The first naive global GPU reduce path was semantically close but not parity-safe for
deterministic conservative count-min sketches. Conservative sketch updates are
collision-order-sensitive. CPU deterministic counting replays reduced keys in
bounded chunks; the naive GPU helper globally sorts and reduces the whole input
before replay. That changes collision order.

Observed on the 50k paired-human lane:

| Metric | CPU deterministic | Global GPU reduce |
| --- | ---: | ---: |
| Wall | 2.741 s | 3.439 s |
| Input counting stage | 2.107 s | 2.908 s |
| Kept reads | 3,510 | 3,512 |
| Hist absolute raw delta | 314 |  |
| Hist absolute unique delta | 117 |  |
| Rhist absolute read delta | 12 |  |
| Rhist absolute base delta | 1,800 |  |

The 1k smoke lane was byte-identical, but the 50k lane exposes real collision
order drift.

The chunk-preserving one-shot path fixes that drift on the same 50k lane:

| Metric | CPU deterministic | Chunked GPU reduce |
| --- | ---: | ---: |
| Wall | 2.371 s | 5.564 s |
| Input counting stage | 1.708 s | 4.994 s |
| Kept reads | 3,510 | 3,510 |
| Hist comparison | identical | identical |
| Rhist comparison | identical | identical |

This is now a parity-safe integration probe for the tested bounded no-prefilter
lane, but it is not fast yet. The slowdown comes from launching the external
CUDA helper once per deterministic chunk.

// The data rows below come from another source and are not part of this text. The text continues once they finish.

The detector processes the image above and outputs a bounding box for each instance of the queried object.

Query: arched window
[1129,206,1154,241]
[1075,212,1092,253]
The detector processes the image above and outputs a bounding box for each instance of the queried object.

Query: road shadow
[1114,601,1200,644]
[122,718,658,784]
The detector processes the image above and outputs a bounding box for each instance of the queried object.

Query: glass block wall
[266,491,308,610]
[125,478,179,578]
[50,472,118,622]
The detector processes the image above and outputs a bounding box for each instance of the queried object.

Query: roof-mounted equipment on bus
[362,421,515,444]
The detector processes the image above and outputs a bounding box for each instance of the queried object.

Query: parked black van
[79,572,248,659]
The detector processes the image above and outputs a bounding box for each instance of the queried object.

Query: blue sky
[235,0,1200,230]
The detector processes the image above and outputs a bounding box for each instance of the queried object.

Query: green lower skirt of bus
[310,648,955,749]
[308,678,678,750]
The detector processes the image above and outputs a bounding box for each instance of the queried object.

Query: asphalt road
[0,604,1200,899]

The persistent helper removes that repeated process/CUDA context startup cost
while preserving the same chunk replay contract:

| Dataset | Metric | CPU deterministic | One-shot GPU reduce | Persistent GPU reduce |
| --- | --- | ---: | ---: | ---: |
| 50k read pairs | Wall | 2.034 s | 5.544 s | 2.782 s |
| 50k read pairs | Input counting stage | 1.521 s | 4.991 s | 2.131 s |
| 50k read pairs | Kept reads | 3,510 | 3,510 | 3,510 |
| 50k read pairs | Input unique kmers | 11,140,933 | 11,140,933 | 11,140,933 |
| 50k read pairs | Hist/rhist comparison | baseline | identical | identical |
| 500k read pairs | Wall | 19.334 s | 41.137 s | 21.844 s |
| 500k read pairs | Input counting stage | 14.405 s | 35.642 s | 16.787 s |
| 500k read pairs | Kept reads | 54,798 | 54,798 | 54,798 |
| 500k read pairs | Input unique kmers | 108,712,290 | 108,712,290 | 108,712,290 |
| 500k read pairs | Hist/rhist comparison | baseline | identical | identical |

The persistent helper is a real structural improvement over launching a helper
per chunk, but it still loses to the CPU implementation on this machine. The
current reusable-buffer helper removes repeated CUDA allocation from the hot
chunk loop. The remaining overhead is likely dominated by host/device copies,
binary pipe I/O, CUB temp-sizing calls, and CPU-side replay into the count-min
sketch.

## Next Correct Target

The next performance target is keeping chunk-preserving semantics while removing
the remaining per-chunk overheads:

1. Keep the same deterministic chunk boundaries as CPU counting.
2. Move to a feature-gated FFI backend or a richer helper protocol to remove
   pipe serialization and reduce host/device transfers.
3. Replay each chunk's sorted reduced runs in chunk order.

That keeps the existing deterministic replay semantics while allowing CUB to
replace the expensive per-chunk sort/reduce work without changing conservative
count-min collision order.